Harjes: Right. And management agrees with you as well. I will point out that the CEO, on the latest call, said that Spinraza is "Biogen's most exciting commercial opportunity for 2017." He noted that, in the early part of its launch, that reimbursement is choppy, but ultimately, this is a necessary drug. The patients have no other options. So I really don't see insurers pushing back much on this price.

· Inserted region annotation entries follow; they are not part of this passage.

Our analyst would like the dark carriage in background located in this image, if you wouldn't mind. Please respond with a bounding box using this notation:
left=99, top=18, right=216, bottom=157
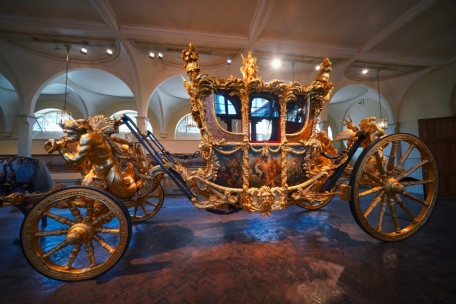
left=0, top=44, right=438, bottom=281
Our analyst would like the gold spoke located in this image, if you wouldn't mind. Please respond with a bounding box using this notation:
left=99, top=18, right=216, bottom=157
left=65, top=244, right=82, bottom=270
left=364, top=191, right=385, bottom=218
left=95, top=228, right=120, bottom=234
left=86, top=241, right=97, bottom=268
left=43, top=211, right=75, bottom=226
left=388, top=196, right=401, bottom=233
left=377, top=195, right=386, bottom=232
left=397, top=159, right=429, bottom=180
left=402, top=192, right=429, bottom=206
left=401, top=179, right=434, bottom=186
left=359, top=187, right=382, bottom=197
left=386, top=141, right=398, bottom=172
left=146, top=202, right=158, bottom=207
left=85, top=199, right=95, bottom=222
left=92, top=211, right=114, bottom=226
left=93, top=235, right=116, bottom=254
left=363, top=171, right=383, bottom=185
left=394, top=194, right=418, bottom=224
left=67, top=201, right=82, bottom=223
left=35, top=229, right=68, bottom=237
left=43, top=239, right=69, bottom=259
left=394, top=145, right=415, bottom=172
left=374, top=150, right=385, bottom=176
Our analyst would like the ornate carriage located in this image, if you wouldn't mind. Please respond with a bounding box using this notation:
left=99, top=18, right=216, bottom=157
left=0, top=44, right=438, bottom=280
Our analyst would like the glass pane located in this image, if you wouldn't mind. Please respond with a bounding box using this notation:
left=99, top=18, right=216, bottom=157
left=285, top=101, right=305, bottom=134
left=228, top=101, right=236, bottom=115
left=215, top=94, right=226, bottom=114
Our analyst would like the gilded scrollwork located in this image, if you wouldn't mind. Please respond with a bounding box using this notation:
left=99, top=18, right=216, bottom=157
left=182, top=44, right=344, bottom=215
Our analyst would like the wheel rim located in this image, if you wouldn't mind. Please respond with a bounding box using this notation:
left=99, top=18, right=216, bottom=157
left=21, top=187, right=131, bottom=281
left=350, top=134, right=438, bottom=242
left=128, top=185, right=165, bottom=222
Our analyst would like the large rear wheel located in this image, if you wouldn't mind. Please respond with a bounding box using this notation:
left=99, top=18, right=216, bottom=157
left=350, top=134, right=439, bottom=242
left=21, top=186, right=131, bottom=281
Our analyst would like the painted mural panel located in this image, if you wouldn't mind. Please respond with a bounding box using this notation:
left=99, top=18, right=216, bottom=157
left=214, top=149, right=242, bottom=188
left=249, top=150, right=281, bottom=188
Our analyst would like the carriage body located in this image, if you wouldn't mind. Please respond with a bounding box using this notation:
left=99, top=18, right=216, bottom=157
left=182, top=44, right=337, bottom=216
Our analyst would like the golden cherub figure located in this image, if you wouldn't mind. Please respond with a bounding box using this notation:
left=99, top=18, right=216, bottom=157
left=241, top=52, right=258, bottom=81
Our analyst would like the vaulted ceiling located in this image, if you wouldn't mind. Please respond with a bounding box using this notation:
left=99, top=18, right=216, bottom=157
left=0, top=0, right=456, bottom=81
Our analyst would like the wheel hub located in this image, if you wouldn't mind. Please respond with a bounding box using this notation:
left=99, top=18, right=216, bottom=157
left=66, top=223, right=94, bottom=245
left=385, top=178, right=406, bottom=196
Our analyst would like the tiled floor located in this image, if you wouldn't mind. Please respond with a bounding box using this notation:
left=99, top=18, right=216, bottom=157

Campbell: They'll be slow to roll it out, and I'm sure they're going to try and put some blocks, kind of like we've seen with some of the other high-priced drugs that have launched. But yeah, I think, ultimately, this is going to be a nine-figure drug or better, and that's going to be, maybe, the brightest spot for the company, as far as the story over the next 12-18 months. Again, the big question is, what's in the pipeline for Biogen further out? What news could be coming? And what's going to happen on the competitive landscape in multiple sclerosis, and how will that take out as far as market share in the next year or two?
Harjes: Right. And speaking of the pipeline, I think there's one drug that, we can't talk about Biogen without mentioning the potential and the opportunity here. This drug is called Aducanumab, and it is still in development, in trials. It's a treatment for Alzheimer's. If you've been following the healthcare landscape, you know this is a heartbreaking disease to try to treat. These drugs get so close to the finish line, and then they fail, time and time again. So Biogen's candidate targets the same target as Eli Lilly's (NYSE:LLY) recently failed drug; the target is called amyloid. But, there are some key differences between the Biogen drug and Lilly's failed drug that, hopefully, for the sake of patients, and also, I guess, for shareholders of this company, those could be pivotal.
Campbell: Yeah. Biogen's management was asked specifically about this -- how is your drug different from the one that just failed at Eli Lilly? And Biogen's response was, there are a couple different reasons that are important here. One, Lilly's drug had trouble passing through the blood-brain barrier, and getting to the brain where those plaques build up. They claim that their drug, Biogen's drug, does not face that risk, that it does pass through and does reach the brain, and therefore could become the more efficacious in breaking down these plaques that are thought to be behind the disease.
The other thing that they brought up was that the end point, what the trial was designed to prove is different in their trial versus Eli Lilly's trial. And because they are using a different endpoint that they think they have a better chance of delivering the goods on, that this trial may not fail in the same way that Lilly's drug failed. Time will tell. We've talked about this on the show. Alzheimer's disease is an incredibly important indication, very limited treatment options, nothing that slows disease progression. So, there's a big unmet need. But if you look at the 2002-2012 time period, more than 99% of the drugs that have gone into clinical trials for Alzheimer's disease have not panned out. So there's an incredible amount of risk associated with this.
Harjes: Right. Huge risk, but also a huge potential upside. If you are a shareholder of this company, or considering an investment, it's a drug that you'll want to keep your eyes on.